Neue Westfälische - Bielefelder Tageblatt - Bielefeld Süd
Manch einer mag die Strapazen fürchten, aber um im Job voran zu kommen, ist ein berufsbegleitendes Studium förderlich
¥ Ein kleines Zimmer im Wohnheim, überfüllte Hörsäle und Schlangen in der Mensa manch einer hat auf all diese Dinge, die ein Studentenleben ausmachen, keine Lust. Nach dem Abitur möchten viele sofort ins Berufsleben starten. Studieren kann man in vielen Branchen und Bereichen auch „nebenbei“.
Jedoch ist das zeitlich nicht zu unterschätzen: An manchem Abend und an manchem Wochenende wird gebüffelt. Doch das lohnende Ziel vor Augen, den Abschluss und damit eine oft einher gehende berufliche Entwicklung, motiviert viele Studierende.
Rund zwei Prozent der Studenten in Deutschland studieren berufsbegleitend. „Darunter fallen jedoch nur Studienangebote, die speziell auf Berufstätige zugeschnitten sind“, erklärt Sigrun Nickel, Leiterin des Bereichs Hochschulforschung beim Centrum für Hochschulentwicklung (CHE). Hinzu kommen noch Teilzeitstudiengänge oder das duale Studium, das in eine praktische Ausbildung im Betrieb integriert ist. Manche erwerben ihren ersten akademischen Titel berufsbegleitend – oft direkt im Anschluss an eine betriebliche Ausbildung. Andere legen noch einen berufsbegleitenden Master drauf.

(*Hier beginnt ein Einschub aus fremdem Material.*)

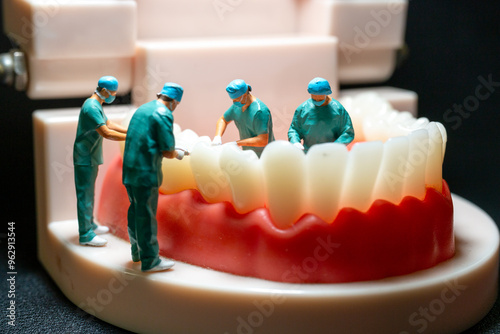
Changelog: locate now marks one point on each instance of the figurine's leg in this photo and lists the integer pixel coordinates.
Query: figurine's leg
(146, 225)
(85, 177)
(132, 224)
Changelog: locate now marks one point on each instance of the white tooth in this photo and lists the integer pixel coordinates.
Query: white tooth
(363, 163)
(420, 123)
(186, 140)
(210, 180)
(325, 165)
(444, 135)
(414, 168)
(390, 181)
(244, 171)
(375, 128)
(177, 176)
(284, 178)
(434, 169)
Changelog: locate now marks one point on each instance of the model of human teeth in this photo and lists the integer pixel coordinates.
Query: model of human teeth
(378, 207)
(395, 156)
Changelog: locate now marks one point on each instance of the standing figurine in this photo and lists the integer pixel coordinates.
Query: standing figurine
(93, 125)
(251, 116)
(320, 119)
(150, 137)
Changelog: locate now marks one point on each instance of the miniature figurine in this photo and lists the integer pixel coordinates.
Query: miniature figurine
(93, 125)
(150, 138)
(251, 116)
(320, 119)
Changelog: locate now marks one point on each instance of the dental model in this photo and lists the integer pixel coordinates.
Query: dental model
(380, 209)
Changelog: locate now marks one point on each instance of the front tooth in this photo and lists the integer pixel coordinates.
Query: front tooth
(325, 166)
(244, 171)
(363, 163)
(177, 176)
(210, 180)
(444, 135)
(414, 168)
(284, 177)
(390, 181)
(434, 169)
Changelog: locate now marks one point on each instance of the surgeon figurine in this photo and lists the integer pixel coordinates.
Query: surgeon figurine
(251, 116)
(150, 138)
(93, 125)
(320, 119)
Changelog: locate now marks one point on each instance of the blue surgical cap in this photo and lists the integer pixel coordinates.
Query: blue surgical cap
(108, 82)
(319, 86)
(237, 88)
(173, 91)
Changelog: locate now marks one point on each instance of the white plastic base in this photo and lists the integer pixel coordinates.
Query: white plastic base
(448, 298)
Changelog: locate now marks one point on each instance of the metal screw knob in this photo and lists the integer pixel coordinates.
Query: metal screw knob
(13, 70)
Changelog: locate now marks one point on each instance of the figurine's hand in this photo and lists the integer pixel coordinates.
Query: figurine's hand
(299, 146)
(217, 141)
(180, 154)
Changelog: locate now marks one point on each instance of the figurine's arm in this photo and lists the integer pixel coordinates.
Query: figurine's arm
(221, 127)
(111, 134)
(258, 141)
(347, 134)
(116, 127)
(170, 154)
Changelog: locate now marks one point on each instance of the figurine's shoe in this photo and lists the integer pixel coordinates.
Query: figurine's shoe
(97, 241)
(101, 230)
(163, 265)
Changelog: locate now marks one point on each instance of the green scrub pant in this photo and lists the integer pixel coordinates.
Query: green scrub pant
(85, 177)
(142, 225)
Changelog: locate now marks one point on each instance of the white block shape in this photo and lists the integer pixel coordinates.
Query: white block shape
(278, 69)
(325, 168)
(164, 19)
(73, 28)
(369, 34)
(211, 181)
(363, 165)
(366, 66)
(400, 99)
(415, 169)
(244, 172)
(359, 24)
(284, 176)
(76, 77)
(390, 181)
(55, 132)
(434, 170)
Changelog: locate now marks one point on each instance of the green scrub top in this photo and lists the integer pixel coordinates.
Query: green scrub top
(316, 125)
(87, 150)
(255, 120)
(149, 133)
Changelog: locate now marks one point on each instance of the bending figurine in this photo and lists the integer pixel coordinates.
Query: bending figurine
(150, 138)
(251, 116)
(93, 125)
(320, 119)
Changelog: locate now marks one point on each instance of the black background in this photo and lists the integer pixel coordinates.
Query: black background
(452, 44)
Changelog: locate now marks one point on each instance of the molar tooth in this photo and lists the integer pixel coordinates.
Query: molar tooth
(244, 172)
(415, 167)
(284, 178)
(390, 180)
(210, 180)
(363, 164)
(325, 166)
(434, 169)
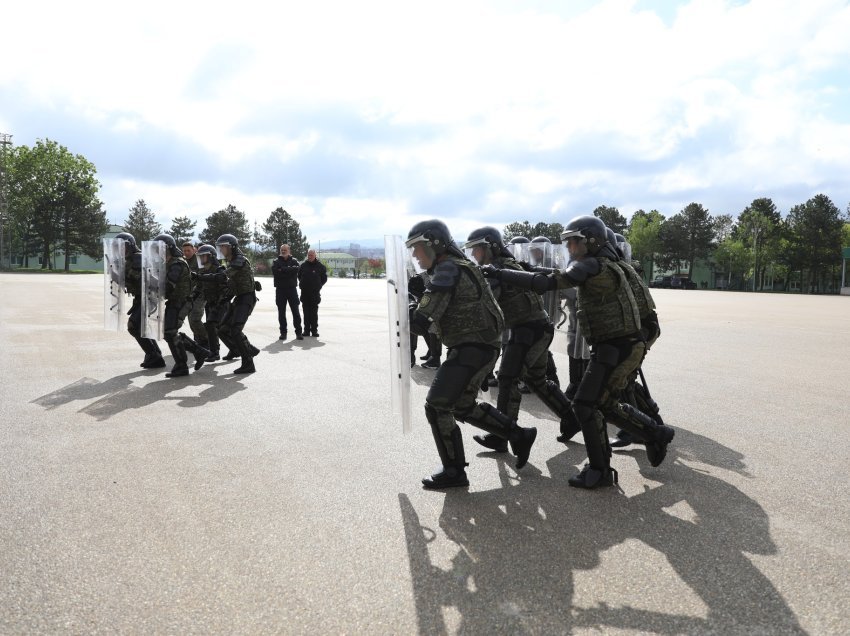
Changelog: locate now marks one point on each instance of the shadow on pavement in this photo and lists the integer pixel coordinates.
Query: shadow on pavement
(118, 394)
(519, 545)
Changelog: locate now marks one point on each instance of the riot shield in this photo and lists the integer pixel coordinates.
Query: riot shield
(153, 289)
(114, 293)
(398, 273)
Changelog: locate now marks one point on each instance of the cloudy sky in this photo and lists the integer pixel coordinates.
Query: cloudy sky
(361, 118)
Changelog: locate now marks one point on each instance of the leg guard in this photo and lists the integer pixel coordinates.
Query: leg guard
(453, 472)
(212, 338)
(550, 394)
(180, 367)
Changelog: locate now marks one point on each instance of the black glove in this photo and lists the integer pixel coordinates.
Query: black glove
(491, 272)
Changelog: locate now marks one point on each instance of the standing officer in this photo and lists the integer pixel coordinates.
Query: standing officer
(133, 283)
(178, 285)
(285, 270)
(242, 288)
(609, 319)
(312, 276)
(530, 334)
(196, 314)
(469, 322)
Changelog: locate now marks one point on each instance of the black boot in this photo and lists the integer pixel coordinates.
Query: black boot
(593, 478)
(180, 367)
(493, 442)
(201, 354)
(657, 437)
(453, 471)
(550, 394)
(247, 359)
(212, 337)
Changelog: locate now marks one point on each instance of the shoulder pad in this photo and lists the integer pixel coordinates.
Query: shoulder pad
(445, 275)
(580, 270)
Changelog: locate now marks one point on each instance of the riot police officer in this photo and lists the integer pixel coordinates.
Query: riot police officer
(178, 304)
(610, 321)
(530, 334)
(215, 296)
(469, 322)
(242, 288)
(133, 283)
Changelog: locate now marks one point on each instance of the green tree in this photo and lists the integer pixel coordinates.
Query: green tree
(644, 235)
(230, 220)
(53, 200)
(517, 228)
(687, 235)
(141, 223)
(182, 228)
(612, 218)
(282, 228)
(814, 232)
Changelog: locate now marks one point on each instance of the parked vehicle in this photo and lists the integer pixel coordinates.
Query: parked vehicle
(682, 282)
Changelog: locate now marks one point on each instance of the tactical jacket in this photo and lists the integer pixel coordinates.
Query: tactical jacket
(178, 283)
(133, 273)
(214, 291)
(606, 306)
(519, 306)
(285, 271)
(312, 276)
(461, 305)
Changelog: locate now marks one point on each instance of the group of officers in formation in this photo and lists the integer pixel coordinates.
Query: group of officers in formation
(187, 283)
(492, 304)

Die meisten Angebote gibt es im Bereich Betriebswirtschaft, zunehmend auch bei Gesundheitsberufen oder in der sozialen Arbeit.
„Das berufsbegleitende Studium geht überwiegend auf die Privatinitiative der Studierenden zurück“, erzählt Hermeier. Manche würden ihrem Chef erst gar nichts davon erzählen, um keine falschen Erwartungen zu wecken. Dennoch rät der Hochschullehrer dazu, die Firma frühzeitig in die Pläne einzubeziehen.

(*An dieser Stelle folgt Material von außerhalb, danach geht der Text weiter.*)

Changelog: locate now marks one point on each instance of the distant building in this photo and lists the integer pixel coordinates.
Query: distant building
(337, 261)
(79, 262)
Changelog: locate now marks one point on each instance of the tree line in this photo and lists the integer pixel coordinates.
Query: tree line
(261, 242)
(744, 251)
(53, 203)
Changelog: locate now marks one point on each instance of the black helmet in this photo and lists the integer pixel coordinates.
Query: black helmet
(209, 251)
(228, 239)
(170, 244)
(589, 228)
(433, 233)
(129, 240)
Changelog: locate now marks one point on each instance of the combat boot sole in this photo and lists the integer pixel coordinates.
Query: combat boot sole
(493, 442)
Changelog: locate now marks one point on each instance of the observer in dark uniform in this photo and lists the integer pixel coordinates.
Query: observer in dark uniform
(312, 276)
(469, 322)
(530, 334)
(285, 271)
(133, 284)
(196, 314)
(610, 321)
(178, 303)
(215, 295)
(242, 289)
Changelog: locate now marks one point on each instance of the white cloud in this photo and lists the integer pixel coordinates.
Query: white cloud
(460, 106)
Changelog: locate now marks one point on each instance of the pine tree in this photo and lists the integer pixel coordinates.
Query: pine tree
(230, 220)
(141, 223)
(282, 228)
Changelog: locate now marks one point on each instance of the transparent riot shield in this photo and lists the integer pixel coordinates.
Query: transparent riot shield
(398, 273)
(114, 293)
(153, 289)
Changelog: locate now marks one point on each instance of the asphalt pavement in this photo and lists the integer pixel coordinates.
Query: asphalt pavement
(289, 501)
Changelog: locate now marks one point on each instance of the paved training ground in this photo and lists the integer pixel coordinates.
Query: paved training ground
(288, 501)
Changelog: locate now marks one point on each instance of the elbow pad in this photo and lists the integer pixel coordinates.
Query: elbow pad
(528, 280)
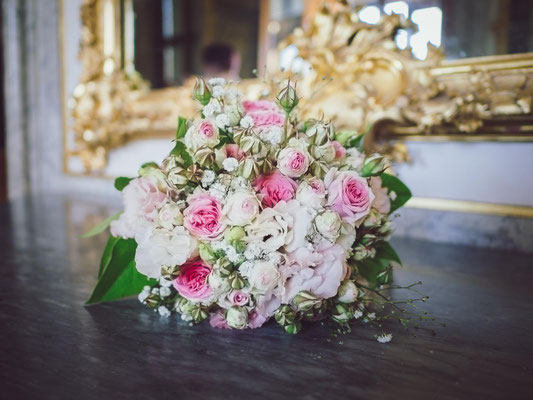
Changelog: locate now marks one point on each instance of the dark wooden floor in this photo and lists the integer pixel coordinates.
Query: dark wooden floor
(54, 348)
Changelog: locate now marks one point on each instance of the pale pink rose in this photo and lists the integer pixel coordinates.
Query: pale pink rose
(293, 162)
(251, 106)
(324, 279)
(264, 113)
(348, 194)
(340, 151)
(382, 200)
(142, 199)
(232, 150)
(312, 193)
(203, 217)
(267, 119)
(191, 282)
(274, 188)
(239, 298)
(217, 320)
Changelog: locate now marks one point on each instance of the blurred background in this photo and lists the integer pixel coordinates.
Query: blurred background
(92, 89)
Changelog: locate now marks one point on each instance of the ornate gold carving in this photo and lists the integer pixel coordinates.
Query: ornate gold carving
(100, 102)
(367, 81)
(359, 79)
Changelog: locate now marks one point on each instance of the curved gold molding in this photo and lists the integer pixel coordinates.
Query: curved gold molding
(369, 82)
(473, 207)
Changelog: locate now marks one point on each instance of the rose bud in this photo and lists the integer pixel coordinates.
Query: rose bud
(202, 91)
(287, 98)
(285, 315)
(305, 301)
(347, 292)
(237, 317)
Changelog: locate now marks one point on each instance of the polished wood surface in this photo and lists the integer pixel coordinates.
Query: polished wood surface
(52, 347)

„Das wird in der Regel sehr positiv aufgenommen.“Oft unterstützt der Arbeitgeber das Vorhaben – etwa indem er dem Mitarbeiter vor wichtigen Prüfungen freigibt. Eher selten übernimmt die Firma sogar einen Teil der Studiengebühren, wenn welche verlangt werden.
Ein Möglichkeit, das Studium als Arbeitgeber ohne finanzielle Beihilfe zu unterstützen, ist dem Mitarbeiter Bildungsurlaub zu gewähren.

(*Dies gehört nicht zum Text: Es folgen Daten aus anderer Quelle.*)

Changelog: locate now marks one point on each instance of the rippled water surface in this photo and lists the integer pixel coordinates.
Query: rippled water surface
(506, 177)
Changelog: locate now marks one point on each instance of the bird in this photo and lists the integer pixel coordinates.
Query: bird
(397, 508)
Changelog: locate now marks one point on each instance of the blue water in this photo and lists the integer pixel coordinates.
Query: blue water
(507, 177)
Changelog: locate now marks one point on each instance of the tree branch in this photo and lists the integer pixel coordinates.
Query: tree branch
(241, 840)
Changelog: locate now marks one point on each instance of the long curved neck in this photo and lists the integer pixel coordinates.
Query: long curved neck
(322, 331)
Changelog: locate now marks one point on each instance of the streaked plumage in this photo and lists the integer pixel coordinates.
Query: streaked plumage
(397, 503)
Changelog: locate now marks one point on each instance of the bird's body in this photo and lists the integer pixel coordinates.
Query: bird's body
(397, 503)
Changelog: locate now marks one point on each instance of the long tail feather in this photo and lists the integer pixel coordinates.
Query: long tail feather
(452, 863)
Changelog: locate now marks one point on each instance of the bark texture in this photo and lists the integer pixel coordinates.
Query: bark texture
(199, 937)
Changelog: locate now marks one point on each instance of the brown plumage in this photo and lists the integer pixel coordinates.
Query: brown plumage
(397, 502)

Wenn das Studium kostenpflichtig sein sollte, kann man sich einen Teil davon von der Steuer wiederholen. Berufsbegleitende Studiengänge sind in der Regel kostenpflichtig. Meist erhebt die Hochschule die Gebühren für einzelne Module; die Studienordnung regelt dann, wie viele Module für den Abschluss nötig sind. „15.000 Euro für ein berufsbegleitendes Studium sind da keine Seltenheit.“Hinzu kommt: Wer einem Beruf nachgeht und nur nebenbei studiert, hat keinen Anspruch auf Bafög. Auch Studienkredite richten sich nicht an berufstätige Studenten. „Das hat eine enorme Selektionswirkung, denn so ein Studium muss man sich erstmal leisten können.“Mit einem schlecht bezahlten Job ist das oft nicht möglich.
Trotz der Mehrfachbelastung brechen nur wenige ab. Bei einem Abbruch sind meist auch die bereits angefallenen Studiengebühren verloren. Doch das heißt auch: Jeder Fünfte bewältigt das Pensum nicht. „Teilweise liegt das an der fehlenden fachlichen Eignung, aber oft auch am Zeitmanagement“, sagt Hermeier. Knapp 20 Stunden pro Woche sollten Studierende für das Studium einplanen – etwa die Hälfte davon für die Präsenzphasen.
Im Job voranzukommen, ist ein Grund für ein berufsbegleitendes Studium. Doch mindestens ebenso wichtig ist es vielen Studenten, sich persönlich weiterzuentwickeln. Da es keine Absolventenstudien speziell für das Studium neben dem Beruf gibt, lässt sich nicht klar sagen, ob sich die Investition für den einzelnen immer rechnet. Fest steht jedoch: In Hochschulbildung zu investieren, lohnt sich oft. So verdienen Akademiker nicht nur besser, auch die Arbeitslosenquote ist unter Hochschulabsolventen extrem niedrig.